Monday, Sep. 21, 1970

Leave It to Chance

When Intrepid scored her startling victory over Valiant in last month's America's Cup trials, the least surprised man in Newport was Britton Chance Jr., the young naval architect who had taken the old 1967 Cup winner and redesigned her into the 1970 Cup defender. To Chance's mind, the outcome was decided last winter in a test tank in Hoboken, N.J. There, like some bathtub admiral, he spent four months testing 75 different model hulls until "I felt we had a winning design for Intrepid.'" Chance was sure of it when he saw the first photograph of Valiant under sail. "I could tell from the shape of her wake that she was in trouble," he says, and adds: "There was no turning point. We had it all season."

If confidence is what it takes to defeat the Australian challenger Gretel II when the America's Cup begins this week, Brit Chance obviously has enough to spare. Indeed, some old salts find him downright arrogant. Defeating Valiant was one thing, they say, but criticizing the boat's designer. Olin Stephens, 62, the man who practically invented the 12-meter sloop, is akin to lese-majeste. But Chance isn't listening; he is too busy explaining why Stephens, after designing three of the last four Cup winners, was all but swamped by the new Intrepid. "Olin works very slowly," says Chance. "He gets in trouble with some aspects of his tank tests and ends up confused by the results."

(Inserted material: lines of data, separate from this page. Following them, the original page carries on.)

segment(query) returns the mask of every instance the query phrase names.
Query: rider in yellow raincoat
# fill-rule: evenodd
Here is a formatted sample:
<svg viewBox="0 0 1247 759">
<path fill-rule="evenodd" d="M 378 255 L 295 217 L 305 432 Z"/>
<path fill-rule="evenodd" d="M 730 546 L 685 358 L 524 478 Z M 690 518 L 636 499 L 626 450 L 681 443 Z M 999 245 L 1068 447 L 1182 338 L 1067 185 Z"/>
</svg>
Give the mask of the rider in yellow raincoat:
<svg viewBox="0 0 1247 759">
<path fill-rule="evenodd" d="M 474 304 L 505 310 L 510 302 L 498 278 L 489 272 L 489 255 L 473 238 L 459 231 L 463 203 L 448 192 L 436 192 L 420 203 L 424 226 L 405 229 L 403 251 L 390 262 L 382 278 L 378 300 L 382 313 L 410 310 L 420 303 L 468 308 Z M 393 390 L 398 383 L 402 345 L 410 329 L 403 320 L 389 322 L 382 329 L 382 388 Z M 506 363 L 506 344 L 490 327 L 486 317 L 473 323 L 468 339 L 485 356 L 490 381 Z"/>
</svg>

Space-Age Principles. Chance is an unabashed advocate of applying space-age principles to the ancient art of boat building. It is no accident that his chief engineer, Eric Hall, used to work for Grumman Corp., the people who built the Apollo lunar module. Experimenting with tensile strengths and thermal coefficients. Chance refitted the old Intrepid with exotic lightweight metals --beryllium on the top of the mast, magnesium for the winches, boron graphite for the boom--to cut the weight of these vital fittings up to 65%.

In the cockpit, he introduced some of the most sophisticated electronic gear ever carried on a sailboat, including a tape device that plots the boat's course as well as a small computer that tells Skipper Bill Ficker his true speed toward the mark (as opposed to speed through the water). Below the waterline, Chance installed a smaller keel and restyled the stern with a V-shaped bustle. Result: a remarkable 18% increase in Intrepid 's theoretical speed.

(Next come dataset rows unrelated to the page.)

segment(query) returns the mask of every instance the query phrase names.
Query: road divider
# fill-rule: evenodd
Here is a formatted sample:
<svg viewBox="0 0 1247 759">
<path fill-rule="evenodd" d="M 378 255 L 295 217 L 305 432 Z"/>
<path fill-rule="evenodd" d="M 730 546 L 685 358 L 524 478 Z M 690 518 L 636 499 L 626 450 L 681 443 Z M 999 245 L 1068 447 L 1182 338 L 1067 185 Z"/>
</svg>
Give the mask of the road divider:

Though some traditionalists would like to dismiss Chance as a brash upstart, at 30 he is actually a year older than Stephens was when he helped design the 1937 Cup winner. Ranger. And, like the old master, he is very much to the manner born. A product of Philadelphia's Main Line, Chance has been a water baby "since my mother dropped me overboard when I was two." His father won a yachting gold medal in the 1952 Olympics. Sisters Jan and Elli are top small-boat skippers, while Uncle Henry is a noted ocean racer. Brit Jr. began sailing tiny sneak boxes on New Jersey's Barnegat Bay, moved on to the E scows his grandfather imported from the Great Lakes. After three years of studying physics at the University of Rochester, he quit school to apply his test-tank theories in open waters. Success came quickly; his innovative 5.5-meter designs, for example, have so far won four world championships, as well as gold and silver medals in the 1968 Olympics.

As for 12-meters, it was only logical that the Intrepid syndicate decided to take a chance on Chance. He has been involved with the America's Cup since 1962, when he helped design one boat and crewed on another. Three years ago, he designed an advanced 12-meter, Chanceggar, to serve as a model for the unsuccessful bid of the French to win the Cup. At the time, there was talk that the New York Yacht Club, holders of the Cup, should prevent Chance from aiding a challenger. His reaction is typical: "My own attitude is that if the French had won the America's Cup, the New York Yacht Club could only have blamed itself for not ordering a new boat from me. Besides, designing Chanceggar provided experience without which we couldn't have improved Intrepid as much as we have."